I loved the first episode, and not just b/c I’m a TNG fan, but b/c of how Sir Patrick Stewart plays him here. No Shatner-esque vibes to be found (Thank God). Jean-Luc’s demeanor is still commanding, despite being retired, yet has softened with age. I’m very much looking forward to the rest of the season. -Angie Sanders

Lear in Space

Yes, it’s more deliberate than the other monster-of-the-week Star Trek shows. And the exposition in the first episode comes fast and furious. But c'mon, we're not really here for those things, right? We're here to see Sir Patrick do his thing, and it has the potential to be the best work of his career.

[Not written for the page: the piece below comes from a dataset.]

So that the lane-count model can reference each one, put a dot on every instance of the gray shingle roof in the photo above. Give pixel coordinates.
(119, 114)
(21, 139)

Showrunner Michael Chabon is going full Shakespeare here ... aging statesmen, secret identities, clue-dropping ghosts, murky regrets ... everything about the setup is in service to Stewart's unique set of genre skills. It’s a gentle, thoughtful performance that grounds the rest of the cast. The result is something Trek has always reached for but intermittently achieved: real depth and pathos.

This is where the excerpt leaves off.